In the night the lights of Londinières were getting closer. Lajos shifted down.

“But you did say that someone got out.”

“Lajos,” said Ivy rather tiredly, “All I did was consult some press files and talk to some friends and checked a few things. I work as a photographer on major features. I’m not a detective. The files say that Alba Black, niece of the international arms trafficker Aaron Black, disappeared as well as a German or Dutch seaman whose name I forget.

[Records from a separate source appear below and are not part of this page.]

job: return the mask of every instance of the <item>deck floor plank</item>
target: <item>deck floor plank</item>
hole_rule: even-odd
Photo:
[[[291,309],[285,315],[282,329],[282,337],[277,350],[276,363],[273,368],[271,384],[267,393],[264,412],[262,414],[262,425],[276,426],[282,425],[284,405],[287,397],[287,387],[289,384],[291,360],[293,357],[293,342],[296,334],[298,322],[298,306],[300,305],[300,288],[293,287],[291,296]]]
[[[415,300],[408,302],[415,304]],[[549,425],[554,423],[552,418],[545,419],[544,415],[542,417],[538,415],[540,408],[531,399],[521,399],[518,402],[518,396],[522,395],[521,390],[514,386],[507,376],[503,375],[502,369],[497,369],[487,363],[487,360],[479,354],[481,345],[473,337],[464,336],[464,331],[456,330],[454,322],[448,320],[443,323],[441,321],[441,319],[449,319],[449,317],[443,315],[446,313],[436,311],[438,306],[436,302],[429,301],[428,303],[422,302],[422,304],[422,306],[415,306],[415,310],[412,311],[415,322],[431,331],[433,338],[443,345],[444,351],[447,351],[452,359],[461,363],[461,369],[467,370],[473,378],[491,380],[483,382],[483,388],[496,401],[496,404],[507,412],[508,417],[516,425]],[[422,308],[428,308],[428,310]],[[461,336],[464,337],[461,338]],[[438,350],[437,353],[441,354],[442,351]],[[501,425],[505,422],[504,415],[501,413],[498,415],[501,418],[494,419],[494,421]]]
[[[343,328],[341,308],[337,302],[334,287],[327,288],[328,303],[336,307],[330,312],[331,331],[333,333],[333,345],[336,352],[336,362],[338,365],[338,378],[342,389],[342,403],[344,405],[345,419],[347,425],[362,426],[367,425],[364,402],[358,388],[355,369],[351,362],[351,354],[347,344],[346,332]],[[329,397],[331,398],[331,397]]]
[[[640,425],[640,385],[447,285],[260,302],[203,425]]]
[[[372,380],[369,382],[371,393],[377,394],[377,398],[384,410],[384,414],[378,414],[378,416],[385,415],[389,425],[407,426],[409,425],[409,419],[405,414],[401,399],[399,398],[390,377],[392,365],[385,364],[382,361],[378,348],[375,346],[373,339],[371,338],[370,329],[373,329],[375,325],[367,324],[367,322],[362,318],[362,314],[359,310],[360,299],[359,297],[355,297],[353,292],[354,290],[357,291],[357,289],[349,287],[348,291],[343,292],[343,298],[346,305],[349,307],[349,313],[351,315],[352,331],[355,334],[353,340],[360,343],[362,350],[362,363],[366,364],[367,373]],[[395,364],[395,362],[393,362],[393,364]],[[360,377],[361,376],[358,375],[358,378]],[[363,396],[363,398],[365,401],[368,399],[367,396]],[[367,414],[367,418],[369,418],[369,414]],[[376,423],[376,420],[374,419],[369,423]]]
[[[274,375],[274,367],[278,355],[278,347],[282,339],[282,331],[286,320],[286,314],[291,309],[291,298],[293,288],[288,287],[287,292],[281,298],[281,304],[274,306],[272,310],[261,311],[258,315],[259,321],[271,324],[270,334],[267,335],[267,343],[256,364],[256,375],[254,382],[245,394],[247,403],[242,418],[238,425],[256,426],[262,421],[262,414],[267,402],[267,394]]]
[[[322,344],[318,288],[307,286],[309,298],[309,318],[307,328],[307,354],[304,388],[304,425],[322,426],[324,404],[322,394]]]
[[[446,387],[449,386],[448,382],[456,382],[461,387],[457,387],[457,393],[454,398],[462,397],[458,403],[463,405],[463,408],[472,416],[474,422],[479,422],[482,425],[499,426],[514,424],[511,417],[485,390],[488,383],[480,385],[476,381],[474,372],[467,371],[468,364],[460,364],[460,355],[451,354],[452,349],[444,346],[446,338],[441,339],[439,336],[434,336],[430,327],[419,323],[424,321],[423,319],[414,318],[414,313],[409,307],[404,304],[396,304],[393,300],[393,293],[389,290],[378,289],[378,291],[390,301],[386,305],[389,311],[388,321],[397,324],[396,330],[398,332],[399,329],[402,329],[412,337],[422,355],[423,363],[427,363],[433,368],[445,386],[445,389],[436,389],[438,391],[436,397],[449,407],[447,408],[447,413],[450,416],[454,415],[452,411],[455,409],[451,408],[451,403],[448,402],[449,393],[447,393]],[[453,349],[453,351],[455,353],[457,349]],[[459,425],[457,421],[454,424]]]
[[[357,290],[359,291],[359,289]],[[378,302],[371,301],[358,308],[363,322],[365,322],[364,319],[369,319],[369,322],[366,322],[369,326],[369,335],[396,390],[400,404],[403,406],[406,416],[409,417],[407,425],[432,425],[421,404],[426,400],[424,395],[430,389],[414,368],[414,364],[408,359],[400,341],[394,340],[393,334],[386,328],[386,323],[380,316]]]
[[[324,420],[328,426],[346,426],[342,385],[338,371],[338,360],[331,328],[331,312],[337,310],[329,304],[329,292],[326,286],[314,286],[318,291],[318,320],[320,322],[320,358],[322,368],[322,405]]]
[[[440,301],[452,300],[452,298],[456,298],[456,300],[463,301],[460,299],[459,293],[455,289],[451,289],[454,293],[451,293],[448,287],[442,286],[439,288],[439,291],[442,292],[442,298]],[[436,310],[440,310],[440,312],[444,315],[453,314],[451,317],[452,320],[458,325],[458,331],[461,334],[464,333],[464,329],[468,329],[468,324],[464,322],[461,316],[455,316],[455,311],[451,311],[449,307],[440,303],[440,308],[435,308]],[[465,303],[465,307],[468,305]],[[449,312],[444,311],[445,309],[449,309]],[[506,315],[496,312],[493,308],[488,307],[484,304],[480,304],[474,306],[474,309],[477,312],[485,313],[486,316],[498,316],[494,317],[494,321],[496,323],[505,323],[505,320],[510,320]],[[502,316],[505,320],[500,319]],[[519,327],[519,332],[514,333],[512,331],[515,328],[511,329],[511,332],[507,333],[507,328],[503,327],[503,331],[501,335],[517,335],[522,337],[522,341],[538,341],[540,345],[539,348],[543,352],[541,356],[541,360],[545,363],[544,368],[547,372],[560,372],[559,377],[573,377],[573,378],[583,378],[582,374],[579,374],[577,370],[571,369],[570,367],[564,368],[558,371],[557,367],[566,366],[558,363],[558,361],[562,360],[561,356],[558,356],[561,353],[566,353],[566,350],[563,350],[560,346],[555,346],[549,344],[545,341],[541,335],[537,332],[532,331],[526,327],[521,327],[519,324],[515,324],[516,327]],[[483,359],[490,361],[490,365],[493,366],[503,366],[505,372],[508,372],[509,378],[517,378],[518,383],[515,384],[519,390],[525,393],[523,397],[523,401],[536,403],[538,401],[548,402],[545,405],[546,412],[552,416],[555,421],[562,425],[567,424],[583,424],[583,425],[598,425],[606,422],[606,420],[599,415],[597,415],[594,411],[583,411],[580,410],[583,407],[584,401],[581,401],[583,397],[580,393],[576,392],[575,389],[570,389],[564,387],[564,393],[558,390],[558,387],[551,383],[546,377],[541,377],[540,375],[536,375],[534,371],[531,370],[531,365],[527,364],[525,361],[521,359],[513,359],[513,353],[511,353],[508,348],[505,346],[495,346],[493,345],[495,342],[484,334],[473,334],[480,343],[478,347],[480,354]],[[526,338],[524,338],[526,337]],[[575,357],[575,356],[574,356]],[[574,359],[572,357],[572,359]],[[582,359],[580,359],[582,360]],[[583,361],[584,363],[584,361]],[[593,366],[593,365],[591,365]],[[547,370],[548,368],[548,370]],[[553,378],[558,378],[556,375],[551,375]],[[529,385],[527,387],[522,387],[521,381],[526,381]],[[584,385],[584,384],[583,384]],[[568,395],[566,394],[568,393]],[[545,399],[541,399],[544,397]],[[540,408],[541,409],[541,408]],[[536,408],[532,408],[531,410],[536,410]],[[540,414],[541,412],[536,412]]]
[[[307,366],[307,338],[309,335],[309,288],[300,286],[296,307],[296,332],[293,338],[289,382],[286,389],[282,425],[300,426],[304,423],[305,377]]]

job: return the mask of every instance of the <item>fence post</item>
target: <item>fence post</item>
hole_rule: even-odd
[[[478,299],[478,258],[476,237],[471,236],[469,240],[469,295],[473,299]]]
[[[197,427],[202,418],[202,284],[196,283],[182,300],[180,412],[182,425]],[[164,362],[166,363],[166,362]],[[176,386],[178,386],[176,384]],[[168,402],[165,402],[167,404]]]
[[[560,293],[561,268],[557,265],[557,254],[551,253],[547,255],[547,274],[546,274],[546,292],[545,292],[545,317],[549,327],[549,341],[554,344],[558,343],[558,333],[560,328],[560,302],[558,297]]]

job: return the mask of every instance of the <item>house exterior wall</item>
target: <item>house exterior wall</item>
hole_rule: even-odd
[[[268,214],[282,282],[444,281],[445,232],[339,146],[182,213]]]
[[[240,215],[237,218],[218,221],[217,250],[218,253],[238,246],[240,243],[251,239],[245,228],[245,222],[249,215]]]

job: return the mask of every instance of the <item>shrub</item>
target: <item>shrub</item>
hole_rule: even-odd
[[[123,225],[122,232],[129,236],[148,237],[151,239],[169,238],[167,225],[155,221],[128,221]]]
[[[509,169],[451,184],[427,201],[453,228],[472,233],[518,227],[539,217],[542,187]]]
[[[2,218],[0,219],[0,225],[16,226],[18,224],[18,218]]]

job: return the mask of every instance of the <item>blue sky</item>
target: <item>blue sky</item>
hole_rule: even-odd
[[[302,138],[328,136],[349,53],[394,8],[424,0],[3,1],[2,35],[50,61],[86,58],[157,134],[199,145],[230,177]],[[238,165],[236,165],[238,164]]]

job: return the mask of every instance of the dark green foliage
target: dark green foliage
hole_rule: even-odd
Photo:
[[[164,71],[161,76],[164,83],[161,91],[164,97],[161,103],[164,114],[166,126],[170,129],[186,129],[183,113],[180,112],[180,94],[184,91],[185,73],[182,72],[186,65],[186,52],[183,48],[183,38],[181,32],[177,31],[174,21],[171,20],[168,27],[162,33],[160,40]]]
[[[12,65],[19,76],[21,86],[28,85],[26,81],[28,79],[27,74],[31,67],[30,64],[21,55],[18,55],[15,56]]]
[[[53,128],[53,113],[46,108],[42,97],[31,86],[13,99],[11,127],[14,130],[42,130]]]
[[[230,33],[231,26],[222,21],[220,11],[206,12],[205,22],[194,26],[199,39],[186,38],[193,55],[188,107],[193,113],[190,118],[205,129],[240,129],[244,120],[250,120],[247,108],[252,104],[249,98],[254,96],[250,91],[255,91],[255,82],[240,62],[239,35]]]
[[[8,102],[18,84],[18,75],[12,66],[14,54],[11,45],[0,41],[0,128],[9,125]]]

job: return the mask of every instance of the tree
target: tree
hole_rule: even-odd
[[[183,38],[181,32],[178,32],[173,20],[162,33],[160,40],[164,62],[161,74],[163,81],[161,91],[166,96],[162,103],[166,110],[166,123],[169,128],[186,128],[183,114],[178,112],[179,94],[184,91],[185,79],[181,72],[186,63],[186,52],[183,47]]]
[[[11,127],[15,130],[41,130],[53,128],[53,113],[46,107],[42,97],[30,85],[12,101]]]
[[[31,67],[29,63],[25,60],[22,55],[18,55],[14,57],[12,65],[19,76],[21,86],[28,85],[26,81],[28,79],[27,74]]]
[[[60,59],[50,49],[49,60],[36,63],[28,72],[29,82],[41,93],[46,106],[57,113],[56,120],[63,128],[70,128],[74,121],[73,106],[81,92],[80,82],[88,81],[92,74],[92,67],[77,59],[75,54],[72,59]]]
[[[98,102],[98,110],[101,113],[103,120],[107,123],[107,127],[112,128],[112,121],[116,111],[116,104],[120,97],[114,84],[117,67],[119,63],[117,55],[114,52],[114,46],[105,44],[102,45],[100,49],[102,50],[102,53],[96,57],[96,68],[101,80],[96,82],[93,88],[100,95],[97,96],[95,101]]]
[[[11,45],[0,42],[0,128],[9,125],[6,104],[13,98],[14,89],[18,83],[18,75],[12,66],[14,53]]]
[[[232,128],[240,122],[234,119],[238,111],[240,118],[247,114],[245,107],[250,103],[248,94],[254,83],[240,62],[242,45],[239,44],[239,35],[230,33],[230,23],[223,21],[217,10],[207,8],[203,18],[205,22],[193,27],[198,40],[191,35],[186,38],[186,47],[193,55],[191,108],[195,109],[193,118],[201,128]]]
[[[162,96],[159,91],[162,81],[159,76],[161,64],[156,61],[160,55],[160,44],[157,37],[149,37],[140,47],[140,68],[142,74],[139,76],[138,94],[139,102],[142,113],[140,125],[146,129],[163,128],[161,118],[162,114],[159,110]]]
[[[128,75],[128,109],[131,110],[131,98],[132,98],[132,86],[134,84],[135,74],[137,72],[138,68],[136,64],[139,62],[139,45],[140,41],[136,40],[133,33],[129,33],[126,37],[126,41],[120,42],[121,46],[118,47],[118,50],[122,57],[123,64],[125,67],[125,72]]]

The others are dead: your two guys and two Americans at the scene, and a third American with an Italian name died en route to the hospital.”

“They killed one another, did they?”

“Seemingly.”

“Over the split of the spoils,” said Lajos, talking like a book.

In the darkness of the Rover’s interior the wide and beautiful mouth of the young woman gave a cold smile that quickly vanished.

“You can’t split up a ransom that hasn’t been paid,” she said.

“And you can’t split up a little girl,” said Lajos, smiling almost merrily, and adding: “unless you are cannibals.”

“Or bastards,” said Ivy in a steely tone.